Intervista al direttore di Fanpage.it Francesco Cancellato, di Giada Fazzalari
Lo spyware israeliano Graphite, prodotto da Paragon, è un programma che, vale la pena di ricordarlo, viene venduto solamente ai governi di alcuni Paesi, tra cui l’Italia. Con questo, sono stati spiati, con un’intrusione nei loro dispositivi, due giornalisti di Fanpage.it, il direttore Francesco Cancellato e il caporedattore Ciro Pellegrino, i membri della Ong Mediterranea Saving Humans Luca Casarini, Giuseppe Caccia e don Mattia Ferrari, l’attivista olandese Eva Vlaardingerbroek e ora anche Roberto D’Agostino, fondatore di Dagospia. Sul piano giudiziario la questione prosegue relativamente spedita (le procure di Roma e Napoli stanno indagando con il coordinamento della Procura nazionale antimafia e antiterrorismo). La politica un po’ c’è, un po’ tace, un po’ fa spallucce. In aula al Senato, la scorsa settimana, Renzi ha chiesto conto al presidente Meloni. Lei ha fatto sapere di “rispondere alle questioni davvero importanti”. La chiave, forse, è in quella frase distratta e liquidatoria. Questo è un governo che non si occupa di un Paese dove i giornalisti vengono spiati. “A pensar male si fa peccato ma molto spessi ci si azzecca”, recita un vecchio adagio.
Il Caso Paragon si è allargato e ora coinvolge sette persone tra cui tre giornalisti. Un fatto gravissimo che sembra però non aver scandalizzato l’opinione pubblica. Come commenti?
«Probabilmente per l’opinione pubblica sono vicende lontane e complicate. E un po’ c’è sempre l’idea per cui se non hai fatto nulla di male, che problema c’è a essere spiato?
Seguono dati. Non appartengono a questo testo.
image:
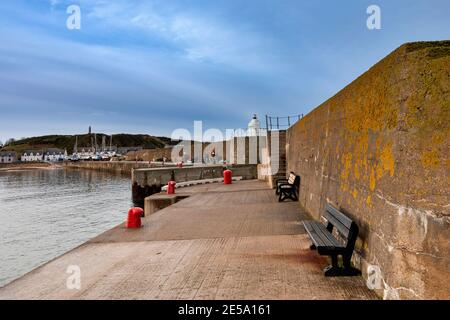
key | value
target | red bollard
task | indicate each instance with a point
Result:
(171, 187)
(134, 217)
(227, 177)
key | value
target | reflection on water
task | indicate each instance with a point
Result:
(45, 213)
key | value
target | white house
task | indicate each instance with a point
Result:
(8, 156)
(32, 155)
(54, 155)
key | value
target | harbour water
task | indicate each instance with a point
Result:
(45, 213)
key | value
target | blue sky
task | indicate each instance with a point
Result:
(154, 66)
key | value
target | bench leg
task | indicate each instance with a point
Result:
(347, 271)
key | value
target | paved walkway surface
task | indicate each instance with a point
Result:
(223, 242)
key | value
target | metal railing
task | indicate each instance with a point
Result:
(281, 123)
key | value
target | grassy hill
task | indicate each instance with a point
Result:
(68, 141)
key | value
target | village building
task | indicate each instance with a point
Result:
(54, 155)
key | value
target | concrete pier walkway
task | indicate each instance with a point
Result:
(223, 242)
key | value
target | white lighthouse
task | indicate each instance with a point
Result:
(254, 126)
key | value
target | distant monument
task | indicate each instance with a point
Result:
(254, 126)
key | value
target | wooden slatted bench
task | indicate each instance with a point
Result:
(288, 189)
(327, 244)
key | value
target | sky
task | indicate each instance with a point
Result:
(153, 66)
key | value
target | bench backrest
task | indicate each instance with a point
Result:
(345, 226)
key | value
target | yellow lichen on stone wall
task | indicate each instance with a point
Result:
(379, 150)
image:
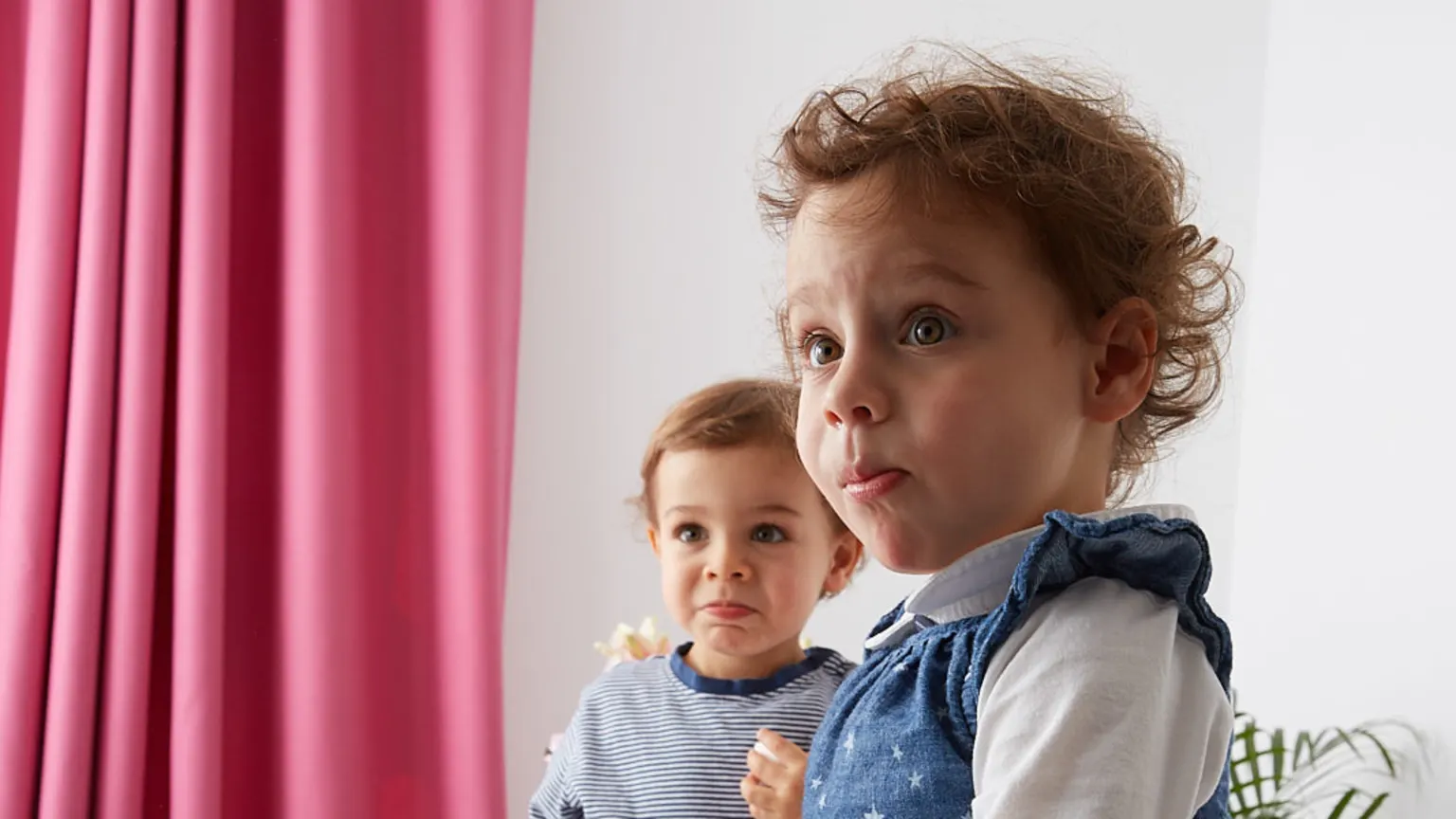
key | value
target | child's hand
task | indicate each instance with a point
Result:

Quando mi dicono di sì, rispondo: prova a darmi in mano il tuo telefono, e dammi le password per entrare ovunque e leggere tutto. Nessuno di noi, o quasi, permetterebbe una cosa del genere nemmeno al suo miglior amico. Ecco: immaginatevi cosa voglia dire scoprire che la tua intimità è in mano a qualcuno che può usarla per rovinarti il lavoro, o la vita. Oggi tocca a me, a Ciro Pellegrino, a Roberto D’Agostino. Ma le tecnologie maturano, costano sempre meno. E se facciamo passare il principio che si può spiare impunemente, ci condanniamo tutti a essere spiati. Indietro non si torna mai».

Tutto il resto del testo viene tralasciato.